Packages can be temporarily accessed via PYTHONPATH or permanently installed. Once available, packages can be imported and used in any configuration.

#/etc/cobald/my_demo.py
from my_controller import StaticController

from cobald_demo.cpu_pool import CpuPool
from cobald_demo.draw_line import DrawLineHook

# use custom Controller from package
pipeline = StaticController.s(demand=50) >> DrawLineHook.s() >> CpuPool(interval=1)

Packages require additional effort to create and use, but are easier to automate and maintain. As with any package, authors should follow the PyPA recommendations for python packaging.

The setup.py File

The setup.py file contains the metadata to install, update and manage a package. For extension packages, it should contain a dependency on cobald and the keywords should mention cobald for findability.

# setup.py

setup(
    # dependency on `cobald` core package
    install_requires=[
        'cobald',
        ...
    ],
    # searchable on pypi index
    keywords='... cobald',
    ...
)

YAML Configuration Plugins

Packages may define two different types of plugins for the YAML configuration format: readers for entire configuration sections, and tags for individual configuration elements.

Note

YAML Plugins only apply to the YAML configuration format. They have no effect if the Python configuration format is used.

YAML Tag Plugins

Tag Plugins allow to execute extensions as configuration elements by using YAML tag syntax, such as !MyExtension. Extensions are treated as callables and receive arguments depending on the type of their element: mappings are used as keyword arguments, and sequences are used as positional arguments.

# resolves to ExtensionClass(foo=2, bar="Hello World!")
- !MyExtension
  foo: 2
  bar: "Hello World!"
# resolves to ExtensionClass(2, "Hello World!")
- !MyExtension
  - 2
  - "Hello World!"

A packages can declare any callable as a Tag Plugin by adding it to the cobald.config.yaml_constructors group of entry_points; the name of the entry is converted to a Tag when evaluating the configuration. For example, a plugin class ExtensionClass defined in mypackage.mymodule can be made available as MyExtension in this way:

setup(
    ...,
    entry_points={
        'cobald.config.yaml_constructors': [
            'MyExtension = mypackage.mymodule:ExtensionClass',
        ],
    },
    ...
)

Hint

Tag Plugins are primarily intended to add custom Controller, Decorator, and Pool types for a COBalD pipeline.

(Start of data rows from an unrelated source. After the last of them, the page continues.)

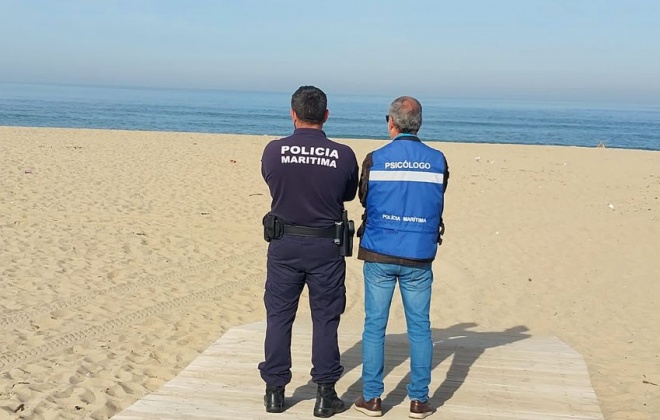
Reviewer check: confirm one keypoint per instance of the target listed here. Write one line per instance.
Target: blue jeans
(415, 287)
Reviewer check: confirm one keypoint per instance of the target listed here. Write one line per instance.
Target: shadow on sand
(459, 341)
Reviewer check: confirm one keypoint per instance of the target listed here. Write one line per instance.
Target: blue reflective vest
(405, 200)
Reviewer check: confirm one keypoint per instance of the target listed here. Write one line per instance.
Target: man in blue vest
(309, 177)
(402, 187)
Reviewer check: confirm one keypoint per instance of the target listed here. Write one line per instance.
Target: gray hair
(406, 114)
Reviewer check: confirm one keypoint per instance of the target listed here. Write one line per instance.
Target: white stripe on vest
(407, 176)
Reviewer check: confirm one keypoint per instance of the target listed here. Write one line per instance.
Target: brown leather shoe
(420, 410)
(371, 408)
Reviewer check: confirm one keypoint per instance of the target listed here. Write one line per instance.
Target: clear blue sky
(534, 49)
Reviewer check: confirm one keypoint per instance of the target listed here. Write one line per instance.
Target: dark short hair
(309, 103)
(406, 113)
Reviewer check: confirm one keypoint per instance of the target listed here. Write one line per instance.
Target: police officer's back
(309, 178)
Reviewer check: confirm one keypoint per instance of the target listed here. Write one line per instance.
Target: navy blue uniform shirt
(309, 177)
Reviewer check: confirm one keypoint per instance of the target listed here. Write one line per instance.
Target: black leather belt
(329, 232)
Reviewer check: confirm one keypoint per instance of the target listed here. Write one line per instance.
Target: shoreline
(348, 138)
(124, 254)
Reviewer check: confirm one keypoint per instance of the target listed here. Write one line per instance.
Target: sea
(626, 126)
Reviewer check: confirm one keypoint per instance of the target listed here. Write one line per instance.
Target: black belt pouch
(273, 227)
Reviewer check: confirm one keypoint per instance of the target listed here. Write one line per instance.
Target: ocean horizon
(627, 126)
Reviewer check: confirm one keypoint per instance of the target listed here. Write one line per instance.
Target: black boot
(327, 401)
(274, 399)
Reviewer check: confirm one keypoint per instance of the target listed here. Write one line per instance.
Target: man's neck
(308, 125)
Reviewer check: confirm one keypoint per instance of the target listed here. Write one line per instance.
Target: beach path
(477, 375)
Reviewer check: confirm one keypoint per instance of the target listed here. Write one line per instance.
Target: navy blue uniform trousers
(293, 262)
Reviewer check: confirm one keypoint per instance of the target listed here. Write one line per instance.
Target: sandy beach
(123, 255)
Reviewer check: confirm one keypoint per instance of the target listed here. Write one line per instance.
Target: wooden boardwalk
(477, 375)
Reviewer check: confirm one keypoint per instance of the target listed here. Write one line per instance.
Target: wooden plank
(478, 377)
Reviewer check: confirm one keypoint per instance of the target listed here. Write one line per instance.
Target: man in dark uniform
(309, 177)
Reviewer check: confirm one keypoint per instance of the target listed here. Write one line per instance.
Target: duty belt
(329, 232)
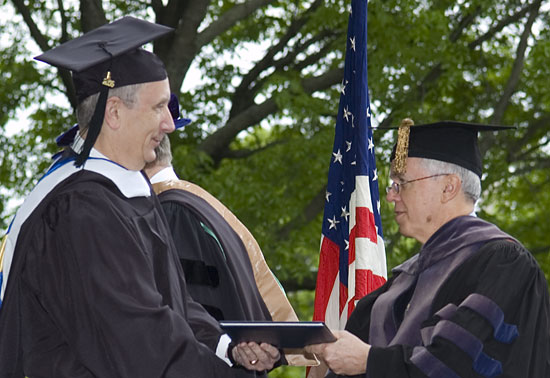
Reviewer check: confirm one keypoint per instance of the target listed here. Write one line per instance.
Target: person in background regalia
(92, 282)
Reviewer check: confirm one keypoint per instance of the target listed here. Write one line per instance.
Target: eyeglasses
(396, 187)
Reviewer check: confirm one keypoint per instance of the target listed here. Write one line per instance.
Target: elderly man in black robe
(93, 286)
(472, 303)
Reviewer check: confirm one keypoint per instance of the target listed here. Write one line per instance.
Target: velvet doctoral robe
(472, 303)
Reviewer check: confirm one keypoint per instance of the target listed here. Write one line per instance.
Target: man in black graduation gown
(472, 303)
(224, 267)
(93, 286)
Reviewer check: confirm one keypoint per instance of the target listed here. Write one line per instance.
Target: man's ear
(113, 112)
(453, 186)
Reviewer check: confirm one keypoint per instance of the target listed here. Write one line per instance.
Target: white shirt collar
(130, 183)
(165, 174)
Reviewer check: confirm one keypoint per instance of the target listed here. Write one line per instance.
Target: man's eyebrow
(398, 176)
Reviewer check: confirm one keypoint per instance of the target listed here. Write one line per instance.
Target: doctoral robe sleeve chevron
(489, 319)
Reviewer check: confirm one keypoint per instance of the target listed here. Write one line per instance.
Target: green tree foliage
(264, 88)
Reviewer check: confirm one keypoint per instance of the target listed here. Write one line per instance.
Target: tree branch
(500, 25)
(309, 213)
(243, 96)
(221, 138)
(514, 77)
(229, 19)
(244, 153)
(178, 50)
(92, 15)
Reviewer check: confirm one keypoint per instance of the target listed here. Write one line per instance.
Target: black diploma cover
(288, 335)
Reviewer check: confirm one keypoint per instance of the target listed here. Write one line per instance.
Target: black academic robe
(215, 261)
(489, 317)
(96, 290)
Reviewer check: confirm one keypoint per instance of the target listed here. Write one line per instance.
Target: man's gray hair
(164, 152)
(471, 183)
(85, 110)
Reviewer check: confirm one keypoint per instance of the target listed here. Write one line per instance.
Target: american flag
(352, 260)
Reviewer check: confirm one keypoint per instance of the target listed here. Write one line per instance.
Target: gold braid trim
(402, 148)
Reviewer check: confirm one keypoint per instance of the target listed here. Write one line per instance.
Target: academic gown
(215, 262)
(225, 269)
(96, 290)
(489, 316)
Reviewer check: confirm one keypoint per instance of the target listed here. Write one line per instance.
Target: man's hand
(346, 356)
(255, 356)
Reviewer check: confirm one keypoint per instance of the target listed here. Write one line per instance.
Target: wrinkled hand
(255, 356)
(346, 356)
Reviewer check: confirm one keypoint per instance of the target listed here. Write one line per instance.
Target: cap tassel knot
(402, 148)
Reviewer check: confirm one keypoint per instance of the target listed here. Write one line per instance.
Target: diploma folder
(288, 335)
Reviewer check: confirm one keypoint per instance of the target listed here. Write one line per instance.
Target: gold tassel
(108, 82)
(2, 249)
(402, 148)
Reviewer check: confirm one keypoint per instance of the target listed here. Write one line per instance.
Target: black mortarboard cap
(108, 57)
(449, 141)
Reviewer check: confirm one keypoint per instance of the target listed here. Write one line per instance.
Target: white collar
(130, 183)
(164, 174)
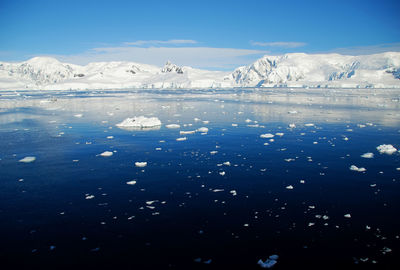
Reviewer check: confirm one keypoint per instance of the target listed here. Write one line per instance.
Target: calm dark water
(190, 209)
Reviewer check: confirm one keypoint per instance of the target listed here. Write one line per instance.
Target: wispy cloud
(359, 50)
(199, 57)
(161, 42)
(281, 44)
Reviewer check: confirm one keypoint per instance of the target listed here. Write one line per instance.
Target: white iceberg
(182, 132)
(355, 168)
(139, 122)
(106, 154)
(202, 129)
(27, 159)
(386, 149)
(133, 182)
(368, 155)
(140, 164)
(270, 262)
(267, 136)
(173, 126)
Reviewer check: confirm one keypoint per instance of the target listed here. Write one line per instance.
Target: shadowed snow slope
(289, 70)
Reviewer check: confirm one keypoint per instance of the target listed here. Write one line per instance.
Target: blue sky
(207, 34)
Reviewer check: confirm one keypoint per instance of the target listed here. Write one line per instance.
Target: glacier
(289, 70)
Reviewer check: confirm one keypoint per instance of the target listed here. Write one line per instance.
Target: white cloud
(360, 50)
(199, 57)
(281, 44)
(161, 42)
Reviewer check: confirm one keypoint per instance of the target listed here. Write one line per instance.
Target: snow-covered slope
(321, 70)
(291, 70)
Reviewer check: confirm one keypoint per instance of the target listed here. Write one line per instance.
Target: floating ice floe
(141, 164)
(367, 155)
(355, 168)
(270, 262)
(133, 182)
(27, 159)
(267, 136)
(106, 154)
(202, 129)
(187, 132)
(386, 149)
(173, 126)
(139, 122)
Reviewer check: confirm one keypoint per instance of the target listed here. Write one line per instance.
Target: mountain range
(289, 70)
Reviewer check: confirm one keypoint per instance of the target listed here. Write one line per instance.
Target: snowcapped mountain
(321, 70)
(289, 70)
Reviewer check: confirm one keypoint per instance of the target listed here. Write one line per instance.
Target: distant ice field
(214, 179)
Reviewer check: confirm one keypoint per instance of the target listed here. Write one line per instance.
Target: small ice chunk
(187, 132)
(140, 122)
(141, 164)
(267, 136)
(267, 264)
(202, 129)
(151, 202)
(173, 126)
(208, 261)
(27, 159)
(133, 182)
(367, 155)
(355, 168)
(386, 149)
(106, 154)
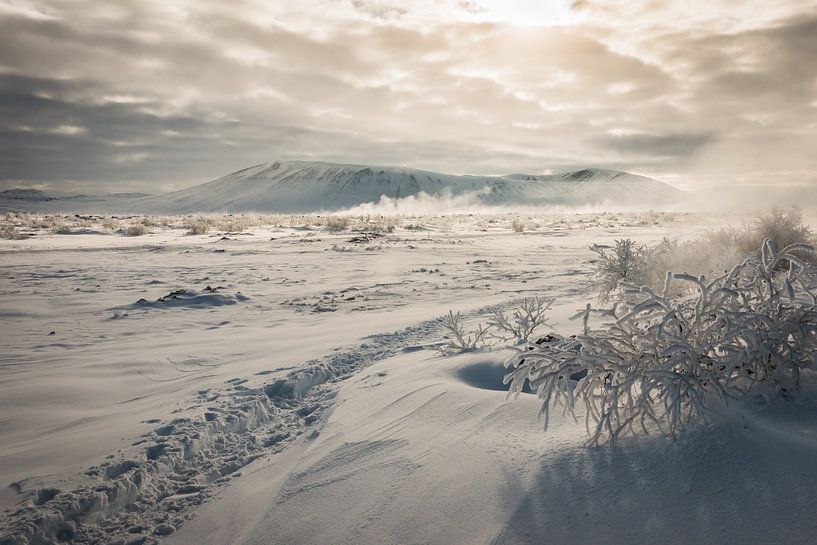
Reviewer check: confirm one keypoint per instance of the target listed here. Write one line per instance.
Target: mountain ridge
(318, 186)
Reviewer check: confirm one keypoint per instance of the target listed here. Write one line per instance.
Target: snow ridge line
(181, 463)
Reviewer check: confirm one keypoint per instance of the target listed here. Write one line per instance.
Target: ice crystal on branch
(666, 357)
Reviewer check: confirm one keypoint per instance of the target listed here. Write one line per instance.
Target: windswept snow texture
(143, 399)
(298, 186)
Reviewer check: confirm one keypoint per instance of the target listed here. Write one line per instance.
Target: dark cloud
(141, 95)
(670, 146)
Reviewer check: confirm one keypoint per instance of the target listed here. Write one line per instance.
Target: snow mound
(209, 298)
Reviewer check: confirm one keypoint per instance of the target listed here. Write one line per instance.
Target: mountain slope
(303, 187)
(299, 186)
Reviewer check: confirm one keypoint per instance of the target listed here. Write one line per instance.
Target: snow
(300, 186)
(281, 390)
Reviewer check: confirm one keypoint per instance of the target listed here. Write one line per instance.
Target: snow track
(179, 464)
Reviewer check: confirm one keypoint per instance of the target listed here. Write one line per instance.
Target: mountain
(24, 194)
(303, 187)
(300, 186)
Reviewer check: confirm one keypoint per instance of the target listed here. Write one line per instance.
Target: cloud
(145, 95)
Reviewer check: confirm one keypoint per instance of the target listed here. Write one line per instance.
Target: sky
(157, 95)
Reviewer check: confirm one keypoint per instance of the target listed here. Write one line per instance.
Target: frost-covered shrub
(10, 232)
(518, 327)
(135, 230)
(459, 339)
(523, 322)
(710, 254)
(627, 261)
(63, 229)
(783, 227)
(667, 356)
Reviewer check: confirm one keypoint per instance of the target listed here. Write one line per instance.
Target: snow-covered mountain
(302, 186)
(299, 186)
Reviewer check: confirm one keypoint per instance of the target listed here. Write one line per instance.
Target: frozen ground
(280, 386)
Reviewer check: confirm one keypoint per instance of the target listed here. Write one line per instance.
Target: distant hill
(303, 187)
(299, 186)
(24, 194)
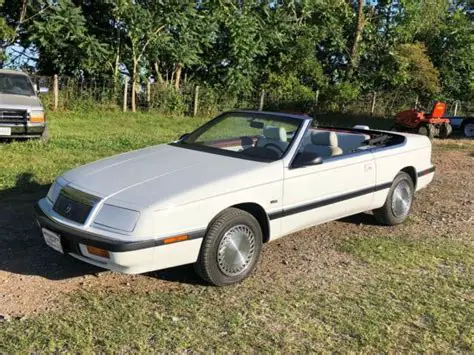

If a plugin implements a s() method, this is used automatically.

Note

If a plugin requires eager loading of its YAML configuration, decorate it with cobald.daemon.plugins.yaml_tag().

New in version 0.12.3: The cobald.daemon.plugins.yaml_tag() and eager evaluation.

Section Plugins

Section Plugins allow to accept and digest new configuration sections. In addition, the cobald daemon verify that there are no unexpected configuration sections to protect against typos and misconfiguration. Extensions are entire top-level sections in the YAML file, which are passed to the plugin after parsing and tag evaluation:

# standard cobald pipeline
pipeline:
    - !DummyPool
# passes [{'some_key': 'a', 'more_key': 'b'}, 'foobar', TagPlugin()]
# to the Plugin requesting 'my_plugin'
my_plugin:
  - some_key: a
    more_key: b
  - foobar
  - !TagPlugin

A packages can declare any callable as a Section Plugin by adding it to the cobald.config.sections group of entry_points; the name of the entry is the top-level name of the configuration section. For example, a plugin callable ConfigReader defined in mypackage.mymodule can request the configuration section my_plugin in this way:

setup(
    ...,
    entry_points={
        'cobald.config.sections': [
            'my_plugin = mypackage.mymodule:ConfigReader',
        ],
    },
    ...
)

Note

If a plugin must always be covered by configuration, or should run before or after another plugin, decorate it with cobald.daemon.plugins.constraints().

New in version 0.12: The cobald.daemon.plugins.constraints() and dependency resolution.

The cobald Namespace

The top-level cobald package itself is a namespace package. This allows the COBalD developers to add, remove or split sub-packages. In order to not conflict with the core development, do not add your own packages to the cobald namespace.